During our February trip to Haiti we created a partnership with the Red Cross. Within the month they will fund and construct the Central Chlorine Distribution Site in the community of Delmas 30.
We are creating the Chlorine Distribution System because we cannot forget the 900,000 Haitians that already have chlorinators -- the devices do not maintain themselves. Haitian neighborhoods that have a chlorinator want to ensure that they will be able to use their chlorinators indefinitely. The Chlorine Distribution System will provide this assurance.
The Chlorine Bank System is a web of locally operated chlorine distribution sites. At each chlorine distribution site there is a warehouse that houses chlorine tablets to be used in LF 1000 or LF 2000 chlorinators. The chlorine distribution sites purchase their chlorine from the Central Chlorine Distribution Center, which purchases its chlorine from d’Adesky Import/Export, a local Haitian business.

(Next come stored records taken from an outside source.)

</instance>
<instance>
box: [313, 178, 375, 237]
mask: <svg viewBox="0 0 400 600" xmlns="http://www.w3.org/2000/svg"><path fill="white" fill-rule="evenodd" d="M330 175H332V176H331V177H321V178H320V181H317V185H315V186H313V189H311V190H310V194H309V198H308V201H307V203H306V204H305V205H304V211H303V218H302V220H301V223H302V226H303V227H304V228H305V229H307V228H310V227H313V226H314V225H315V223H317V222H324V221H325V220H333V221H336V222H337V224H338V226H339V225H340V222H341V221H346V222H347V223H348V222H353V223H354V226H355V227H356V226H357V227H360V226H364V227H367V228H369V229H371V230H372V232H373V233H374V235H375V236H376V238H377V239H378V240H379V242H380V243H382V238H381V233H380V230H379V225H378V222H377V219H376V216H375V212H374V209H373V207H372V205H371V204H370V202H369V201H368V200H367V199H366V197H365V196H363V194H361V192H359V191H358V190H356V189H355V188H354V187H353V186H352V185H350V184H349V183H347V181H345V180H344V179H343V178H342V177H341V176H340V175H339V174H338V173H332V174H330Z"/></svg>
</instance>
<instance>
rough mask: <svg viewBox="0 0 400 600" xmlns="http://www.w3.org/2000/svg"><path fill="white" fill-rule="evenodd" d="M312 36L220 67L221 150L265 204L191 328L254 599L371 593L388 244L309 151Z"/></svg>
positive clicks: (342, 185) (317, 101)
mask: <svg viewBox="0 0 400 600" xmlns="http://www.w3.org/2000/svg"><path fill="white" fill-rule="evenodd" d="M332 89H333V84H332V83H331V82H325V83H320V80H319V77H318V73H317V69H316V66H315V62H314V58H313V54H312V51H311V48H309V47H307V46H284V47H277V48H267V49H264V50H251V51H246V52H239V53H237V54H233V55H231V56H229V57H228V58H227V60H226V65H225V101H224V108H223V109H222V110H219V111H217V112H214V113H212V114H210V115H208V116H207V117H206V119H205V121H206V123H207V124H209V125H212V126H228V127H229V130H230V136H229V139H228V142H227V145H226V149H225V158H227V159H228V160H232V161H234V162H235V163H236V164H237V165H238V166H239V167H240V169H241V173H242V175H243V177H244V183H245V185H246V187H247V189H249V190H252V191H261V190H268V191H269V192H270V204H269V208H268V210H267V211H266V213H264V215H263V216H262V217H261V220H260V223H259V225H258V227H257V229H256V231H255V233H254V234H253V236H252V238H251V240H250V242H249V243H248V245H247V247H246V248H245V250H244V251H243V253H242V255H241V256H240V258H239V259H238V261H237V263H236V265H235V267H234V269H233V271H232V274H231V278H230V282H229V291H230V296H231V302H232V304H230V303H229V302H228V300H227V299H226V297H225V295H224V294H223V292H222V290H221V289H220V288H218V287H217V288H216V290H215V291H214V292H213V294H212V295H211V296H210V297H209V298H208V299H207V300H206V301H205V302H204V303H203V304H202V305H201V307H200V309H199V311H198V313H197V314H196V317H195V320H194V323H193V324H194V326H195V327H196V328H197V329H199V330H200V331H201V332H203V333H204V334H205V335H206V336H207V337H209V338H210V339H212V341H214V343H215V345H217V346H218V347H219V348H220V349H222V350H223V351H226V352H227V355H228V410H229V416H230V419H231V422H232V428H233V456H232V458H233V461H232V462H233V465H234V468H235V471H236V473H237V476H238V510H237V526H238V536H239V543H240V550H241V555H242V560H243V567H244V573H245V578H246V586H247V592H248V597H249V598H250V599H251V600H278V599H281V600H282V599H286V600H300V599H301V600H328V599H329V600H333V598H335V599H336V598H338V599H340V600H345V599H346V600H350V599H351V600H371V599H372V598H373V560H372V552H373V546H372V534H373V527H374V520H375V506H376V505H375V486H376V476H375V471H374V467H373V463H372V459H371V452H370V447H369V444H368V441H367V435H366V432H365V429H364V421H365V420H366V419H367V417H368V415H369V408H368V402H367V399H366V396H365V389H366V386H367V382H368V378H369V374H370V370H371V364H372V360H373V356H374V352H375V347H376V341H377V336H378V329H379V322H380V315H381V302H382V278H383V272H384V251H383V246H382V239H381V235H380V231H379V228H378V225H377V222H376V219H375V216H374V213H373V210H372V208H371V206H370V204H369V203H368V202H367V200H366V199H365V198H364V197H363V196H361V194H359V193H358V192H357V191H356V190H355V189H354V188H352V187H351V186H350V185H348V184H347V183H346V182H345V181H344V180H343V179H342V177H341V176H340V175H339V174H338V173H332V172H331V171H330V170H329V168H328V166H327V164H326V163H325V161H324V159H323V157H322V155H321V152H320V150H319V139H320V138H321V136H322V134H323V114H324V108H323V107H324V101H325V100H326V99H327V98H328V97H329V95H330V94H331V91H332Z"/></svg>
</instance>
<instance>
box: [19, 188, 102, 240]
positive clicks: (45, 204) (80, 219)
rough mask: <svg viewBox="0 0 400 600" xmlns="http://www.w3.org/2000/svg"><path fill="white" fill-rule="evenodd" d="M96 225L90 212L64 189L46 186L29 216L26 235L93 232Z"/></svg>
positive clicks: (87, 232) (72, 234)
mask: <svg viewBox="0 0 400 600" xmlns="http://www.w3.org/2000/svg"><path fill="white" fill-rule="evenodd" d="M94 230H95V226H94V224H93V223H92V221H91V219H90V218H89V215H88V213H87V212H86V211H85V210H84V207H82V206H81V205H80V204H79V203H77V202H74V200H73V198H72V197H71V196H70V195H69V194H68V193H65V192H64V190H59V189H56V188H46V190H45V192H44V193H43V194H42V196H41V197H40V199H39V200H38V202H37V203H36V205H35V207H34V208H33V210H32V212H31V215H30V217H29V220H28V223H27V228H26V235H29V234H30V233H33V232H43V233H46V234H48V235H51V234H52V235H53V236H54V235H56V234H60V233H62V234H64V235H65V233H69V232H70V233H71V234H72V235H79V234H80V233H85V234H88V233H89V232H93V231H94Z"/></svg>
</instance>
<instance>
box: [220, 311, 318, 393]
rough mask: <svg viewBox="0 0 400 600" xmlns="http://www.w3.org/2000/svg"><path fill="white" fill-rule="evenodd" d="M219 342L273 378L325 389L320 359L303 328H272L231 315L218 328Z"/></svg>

Once the chlorine distribution sites have chlorine, community water board members will purchase chlorine from the closest site to use in their neighborhood’s chlorinator(s). The Funds that water board members will use to purchase chlorine will come from their local water stations. People in Port-au-Prince are charged 1 to 10 US¢ by water stations for every five-gallon bucket they fill. 65% of this money is paid to DINEPA for the water itself. The remaining 35% is used to pay water station staff, and now, to purchase chlorine.
The Chlorine Distribution System will provide:
Improved water quality: measured by residual chlorine in households’ water supplies -- Residual chlorine = clean, safe water. Our 2011 study results: households in a community with access to a chlorinator are 20% more likely to have residual chlorine in their household water supply.
A water treatment program that achieves financial self-sufficiency – measured by routine audits of each distribution system.